È questa la constatazione che, speriamo, animerà i cortei del primo maggio e accompagnerà la riflessione in tutti coloro che cercano, onestamente, la strada per opporsi al dominio del capitale.
Naturalmente si tratta di un cammino difficile, lungo e che necessita di pazienza. E che non ammette scorciatoie, né sul piano politico, né, ancora meno, su quello sindacale. In Europa, come ormai avviene ciclicamente, le scorciatoie si presentano sotto forma di progetti elettorali. E gli ingredienti sono sempre gli stessi.
La Francia di queste settimane ce ne ha fornito, ce ne sta fornendo e ce ne fornirà, una ulteriore illustrazione. Lo schema è ormai consolidato. Si parte da un governo fortemente impopolare che, per un periodo più o meno lungo, ha governato sostenendo in modo aperto e sfacciato gli interessi del capitale, dei possidenti, dei privilegiati, distinguendosi per volgarità e corruzione. È il caso di Sarkozy in Francia, così come di Berlusconi o del governo Cameron in Gran Bretagna.
Con questi governi è cresciuta la disoccupazione, la miseria, la disperazione sociale. I salariati cercano risposte a questo stato di cose. Comprendono che battersi sui luoghi di lavoro è decisivo e necessario, ma non sufficiente. Ci vuole una risposta politica: e pensano, nella loro grande maggioranza, che la risposta possa venire solo sul piano elettorale.
Ed è qui che i diversi schieramenti captano la protesta dei salariati (che, val la pena ricordarlo, rappresentano nelle nostre società il 70-80% di tutta la popolazione attiva), indipendentemente che essa si esprima nel voto «a sinistra» o «a destra» (come in parte è il caso, sociologicamente, per il Front National in Francia).
Per quel che riguarda la sinistra social-liberale il suo obiettivo è ormai dichiarato da tempo. Non è quello di cambiare radicalmente questo sistema (sono affermazioni buone per la scena di un congresso o per i discorsi del primo maggio), ma di renderlo socialmente più sopportabile. E diffonde l’idea che con una serie di riforme da attuare una volta tornati al governo questa dimensione sociale trionferà, apportando risposte concrete alla profonda crisi sociale che viviamo.
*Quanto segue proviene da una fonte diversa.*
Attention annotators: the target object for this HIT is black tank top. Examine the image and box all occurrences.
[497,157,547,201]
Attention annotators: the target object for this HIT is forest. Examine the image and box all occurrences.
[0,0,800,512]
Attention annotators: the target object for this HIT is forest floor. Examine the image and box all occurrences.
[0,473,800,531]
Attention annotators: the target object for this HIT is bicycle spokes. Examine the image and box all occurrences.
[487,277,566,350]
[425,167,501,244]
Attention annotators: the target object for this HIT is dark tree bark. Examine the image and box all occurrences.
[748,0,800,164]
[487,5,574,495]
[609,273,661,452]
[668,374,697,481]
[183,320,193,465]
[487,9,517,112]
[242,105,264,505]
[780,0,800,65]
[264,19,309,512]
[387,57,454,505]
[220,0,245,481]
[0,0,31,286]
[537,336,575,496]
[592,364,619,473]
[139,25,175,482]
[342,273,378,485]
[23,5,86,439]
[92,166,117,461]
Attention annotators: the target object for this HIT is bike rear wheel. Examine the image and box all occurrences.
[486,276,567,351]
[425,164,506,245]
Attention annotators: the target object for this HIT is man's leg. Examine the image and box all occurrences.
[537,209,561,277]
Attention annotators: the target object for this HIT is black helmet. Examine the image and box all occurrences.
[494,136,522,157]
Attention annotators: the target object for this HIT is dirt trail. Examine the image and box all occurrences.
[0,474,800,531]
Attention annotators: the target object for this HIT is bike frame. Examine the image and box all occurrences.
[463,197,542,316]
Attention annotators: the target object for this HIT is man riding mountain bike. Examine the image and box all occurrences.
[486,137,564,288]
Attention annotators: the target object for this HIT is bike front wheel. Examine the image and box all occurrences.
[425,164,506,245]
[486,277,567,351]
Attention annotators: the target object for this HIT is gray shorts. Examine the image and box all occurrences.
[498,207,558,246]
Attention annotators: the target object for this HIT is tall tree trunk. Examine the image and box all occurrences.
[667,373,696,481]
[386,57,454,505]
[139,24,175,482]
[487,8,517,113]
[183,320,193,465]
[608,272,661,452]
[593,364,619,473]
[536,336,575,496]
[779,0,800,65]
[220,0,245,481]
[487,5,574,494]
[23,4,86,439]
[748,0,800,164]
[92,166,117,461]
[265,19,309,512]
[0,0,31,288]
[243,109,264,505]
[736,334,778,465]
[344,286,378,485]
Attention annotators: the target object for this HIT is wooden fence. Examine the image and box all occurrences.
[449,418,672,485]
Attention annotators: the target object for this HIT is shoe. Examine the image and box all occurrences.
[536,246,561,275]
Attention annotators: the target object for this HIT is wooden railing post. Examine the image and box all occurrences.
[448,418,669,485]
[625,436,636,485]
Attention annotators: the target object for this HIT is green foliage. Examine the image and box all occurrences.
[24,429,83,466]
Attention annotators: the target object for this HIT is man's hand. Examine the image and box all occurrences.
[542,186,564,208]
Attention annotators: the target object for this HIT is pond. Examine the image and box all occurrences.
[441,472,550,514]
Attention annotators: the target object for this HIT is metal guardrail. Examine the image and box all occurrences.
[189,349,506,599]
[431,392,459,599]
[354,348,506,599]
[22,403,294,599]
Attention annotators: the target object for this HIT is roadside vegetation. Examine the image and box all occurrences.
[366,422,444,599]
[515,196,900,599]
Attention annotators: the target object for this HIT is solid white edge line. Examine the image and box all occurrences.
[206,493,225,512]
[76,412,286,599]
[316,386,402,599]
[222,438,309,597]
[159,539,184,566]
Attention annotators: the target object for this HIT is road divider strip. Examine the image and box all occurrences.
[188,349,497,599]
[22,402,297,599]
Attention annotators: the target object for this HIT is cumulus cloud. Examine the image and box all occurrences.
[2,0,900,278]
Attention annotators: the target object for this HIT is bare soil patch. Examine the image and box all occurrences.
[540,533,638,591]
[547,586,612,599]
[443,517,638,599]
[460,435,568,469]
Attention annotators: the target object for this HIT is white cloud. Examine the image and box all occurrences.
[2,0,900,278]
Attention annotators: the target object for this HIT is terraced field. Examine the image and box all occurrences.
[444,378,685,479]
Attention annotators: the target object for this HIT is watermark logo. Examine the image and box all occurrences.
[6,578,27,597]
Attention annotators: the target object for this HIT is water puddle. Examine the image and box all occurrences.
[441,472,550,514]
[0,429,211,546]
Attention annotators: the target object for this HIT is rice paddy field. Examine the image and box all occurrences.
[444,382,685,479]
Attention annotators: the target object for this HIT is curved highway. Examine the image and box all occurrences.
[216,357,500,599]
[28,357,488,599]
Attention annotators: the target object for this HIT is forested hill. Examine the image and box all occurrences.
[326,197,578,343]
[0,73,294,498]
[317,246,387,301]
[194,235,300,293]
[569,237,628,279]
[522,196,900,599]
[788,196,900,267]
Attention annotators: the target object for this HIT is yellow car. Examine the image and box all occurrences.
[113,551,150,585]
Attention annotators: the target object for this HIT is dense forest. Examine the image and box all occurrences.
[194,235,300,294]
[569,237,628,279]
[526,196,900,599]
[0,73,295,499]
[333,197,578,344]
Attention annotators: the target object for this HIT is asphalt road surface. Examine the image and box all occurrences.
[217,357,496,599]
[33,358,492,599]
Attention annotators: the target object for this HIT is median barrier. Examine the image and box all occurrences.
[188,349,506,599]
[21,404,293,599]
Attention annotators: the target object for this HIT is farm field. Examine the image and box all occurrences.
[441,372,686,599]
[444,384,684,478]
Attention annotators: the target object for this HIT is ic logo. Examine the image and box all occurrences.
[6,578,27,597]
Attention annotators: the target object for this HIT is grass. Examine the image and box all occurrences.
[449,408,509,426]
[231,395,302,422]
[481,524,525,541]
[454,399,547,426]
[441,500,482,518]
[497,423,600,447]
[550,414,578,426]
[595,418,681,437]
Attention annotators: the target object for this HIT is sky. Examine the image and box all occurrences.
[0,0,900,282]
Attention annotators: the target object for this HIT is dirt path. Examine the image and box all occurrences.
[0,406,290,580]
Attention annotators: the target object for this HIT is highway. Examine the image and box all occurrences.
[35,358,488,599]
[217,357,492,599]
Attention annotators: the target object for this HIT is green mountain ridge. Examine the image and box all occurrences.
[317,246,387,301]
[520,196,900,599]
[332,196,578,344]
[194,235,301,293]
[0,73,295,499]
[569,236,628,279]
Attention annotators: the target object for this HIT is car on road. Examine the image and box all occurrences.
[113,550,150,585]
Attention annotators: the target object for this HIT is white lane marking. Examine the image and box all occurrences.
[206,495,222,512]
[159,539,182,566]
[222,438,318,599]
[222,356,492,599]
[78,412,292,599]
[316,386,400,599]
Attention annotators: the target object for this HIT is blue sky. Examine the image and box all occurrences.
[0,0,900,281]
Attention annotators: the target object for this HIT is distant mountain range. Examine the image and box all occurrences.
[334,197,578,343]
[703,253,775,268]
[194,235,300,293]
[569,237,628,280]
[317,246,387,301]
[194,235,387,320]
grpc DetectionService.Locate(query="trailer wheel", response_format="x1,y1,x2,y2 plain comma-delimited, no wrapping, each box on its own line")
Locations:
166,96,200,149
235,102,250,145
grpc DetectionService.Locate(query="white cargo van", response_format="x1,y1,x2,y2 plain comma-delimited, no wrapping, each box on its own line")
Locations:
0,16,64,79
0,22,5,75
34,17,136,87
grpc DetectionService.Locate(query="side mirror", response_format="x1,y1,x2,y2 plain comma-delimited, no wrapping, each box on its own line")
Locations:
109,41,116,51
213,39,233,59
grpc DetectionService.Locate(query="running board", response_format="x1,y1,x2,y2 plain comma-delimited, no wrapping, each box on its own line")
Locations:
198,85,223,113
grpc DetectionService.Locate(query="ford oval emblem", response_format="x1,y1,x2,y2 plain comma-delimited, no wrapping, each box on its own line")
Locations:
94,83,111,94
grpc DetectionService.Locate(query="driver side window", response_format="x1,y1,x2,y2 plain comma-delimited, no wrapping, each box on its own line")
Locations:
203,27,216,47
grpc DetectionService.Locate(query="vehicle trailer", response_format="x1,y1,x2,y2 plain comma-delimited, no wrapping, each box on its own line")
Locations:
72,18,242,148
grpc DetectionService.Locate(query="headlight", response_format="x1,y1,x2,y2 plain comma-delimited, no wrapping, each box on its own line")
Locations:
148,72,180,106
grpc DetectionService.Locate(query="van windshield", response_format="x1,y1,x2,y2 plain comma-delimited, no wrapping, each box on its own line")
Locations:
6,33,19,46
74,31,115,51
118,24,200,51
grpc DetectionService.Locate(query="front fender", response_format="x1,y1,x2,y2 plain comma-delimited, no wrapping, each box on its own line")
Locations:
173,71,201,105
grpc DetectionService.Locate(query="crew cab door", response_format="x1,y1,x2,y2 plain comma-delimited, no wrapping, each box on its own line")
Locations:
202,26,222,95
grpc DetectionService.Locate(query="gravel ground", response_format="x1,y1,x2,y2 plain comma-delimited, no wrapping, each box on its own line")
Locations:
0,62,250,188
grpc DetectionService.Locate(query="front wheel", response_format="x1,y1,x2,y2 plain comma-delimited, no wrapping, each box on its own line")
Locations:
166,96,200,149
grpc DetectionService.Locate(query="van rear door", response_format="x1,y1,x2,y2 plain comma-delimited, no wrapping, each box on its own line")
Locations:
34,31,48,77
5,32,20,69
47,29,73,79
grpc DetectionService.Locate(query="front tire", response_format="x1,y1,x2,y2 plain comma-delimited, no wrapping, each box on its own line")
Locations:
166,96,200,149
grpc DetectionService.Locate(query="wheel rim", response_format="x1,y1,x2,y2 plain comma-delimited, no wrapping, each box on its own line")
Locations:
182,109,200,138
Vicende come la Mark Serono, ma ve ne sono altre assai simili in molti paesi europei, a cominciare dall’Italia come possiamo constatare seguendo la cronoca giornaliera, mostrano quanto questa prospettiva social-liberale sia di corto respiro.
Perché oggi non vi è più nessuno spazio (non era molto nemmeno in passato, pur trovandoci in una fase diversa dello sviluppo capitalistico) per una «politica di riforme», una politica che, per l’appunto, possa permettere di dare risposte socialmente adeguate ai mali provocati dalla logica del capitale.
Appare sempre più evidente che la soluzione di una serie di questioni decisive per i salariati (lavoro, casa, formazione, salute – veri e propri bisogni sociali fondamentali e, come tali, dei diritti) possono essere avviati a soluzione solo mettendo in discussione il potere assoluto della proprietà: delle imprese, delle banche, della grande distribuzione.
Solo rimettendo in discussione il diritto del capitale di produrre come, cosa e dove vuole (per usare la famosa espressione del patron di ABB) si potrà iniziare a costruire una società radicalmente diversa.
Nei programma elettorali delle forze social-liberali che nei prossimi anni torneranno al potere in diversi paesi vi è traccia di questa volontà; al massimo vi è l’intenzione di attenuare gli eccessi (sono sempre quelli della finanza, come se gli industriali – andate a dirlo a Marchionne – non fossero «eccessivi).
Non saranno quindi questi governi (nemmeno alleandosi con forze programmaticamente più «radicali» che rischiano solo di farsi fagocitare dall’esperienza di governo – è già capitato a una forza apparentemente solida come Rifondazione Comunista) a dare risposte adeguate. Certo, bisogna votare in modo da spazzare via governi come quello di Sarkozy. Coscienti, tuttavia, che all’orizzonte si prospettano nuove delusioni e un ritorno della destra dura al potere.